Толмач удивлённо посмотрел на свои ноги, а потом на парня.
- А это вот брат мой, – Прохор указал на парня, - тоже сапожник. А тятю нашего должно быть убили, – добавил он с тоской.
- Брат? – толмач, худощавый, горбоносый, черноволосый с проседью мужчина лет сорока, пристально посмотрел своими чёрными умными глазами на чернявого парня, усмехнулся и опять стал что-то говорить татарину. Тушимэл закивал головой, и троица двинулась дальше. Толмач оглянулся и сказал Прохору:
- Ты бы, парень, у брата имя бы узнал.
- Он тебя знает? – удивлённо спросил парня Прохор.
- Знает, – подтвердил предположение Прохора парень. – В Смоленске наши лавки рядом стояли. Сулейманом его зовут. Из Булгара он. Только он не булгарин.
- А кто? – спросил Прохор, стараясь не смотреть на убитую соседку.
- Не знаю. Откуда-то с юга. Из Персии что ли. А меня, брат, Ахметом зовут.
Парень улыбнулся.
- А тебя, должно быть, Прохор?
- Да.
Монголы собрали и сожгли своих убитых. Мёртвые русские так и остались лежать в снегу. В целях устрашения монголы никогда не хоронили своих врагов.
На третий день устроили пир по случаю взятия крупного города. Яса Чингисхана запрещала в походе пить вино, поэтому ограничились только едой, хотя вина и хмельного мёда взято было много. В ход пошли русские овцы, свиньи, лошади, куры, гуси, всего этого было не жалко и войско объедалось.
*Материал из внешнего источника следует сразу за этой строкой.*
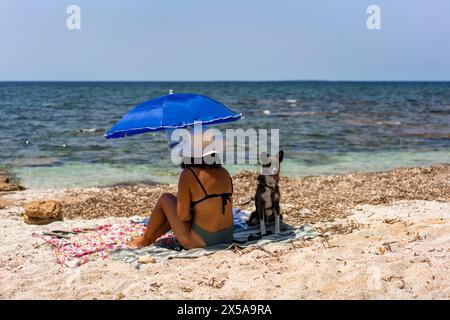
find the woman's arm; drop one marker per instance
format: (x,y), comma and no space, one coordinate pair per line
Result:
(184,196)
На пиру Бату преподнёс Пурешу монгольский конский доспех из лакированной кожи, великолепную кольчугу восточной работы, лёгкую и прочную, красивый шлем, дорогой меч, шапку, шубу и сапоги.
- Эти сапоги, – сказал Бату, - ты видел у одного нашего воина, который нарушил Ясу и взял их до приказа. Но Великое Вечно Синее Небо покарала его! Ты же, Пуреш, и твои воины не разу не нарушили Великую Ясу моего деда, хотя вы и не живёте в войлочных шатрах. Владей этими подарками, Пуреш, и своей землёй. Я от имени Великого Хана Угедея разрешаю тебе. Ты и твоё войско с добычей может оправляться в свою землю. Я отпускаю тебя. Но твой сын Атямас останется с нами. Что ты так помрачнел, Пуреш? Упавшему в воду – дождь не страшен. Я буду заботиться о твоём сыне как о своём, под русские мечи не пошлю. Весной он к тебе вернётся.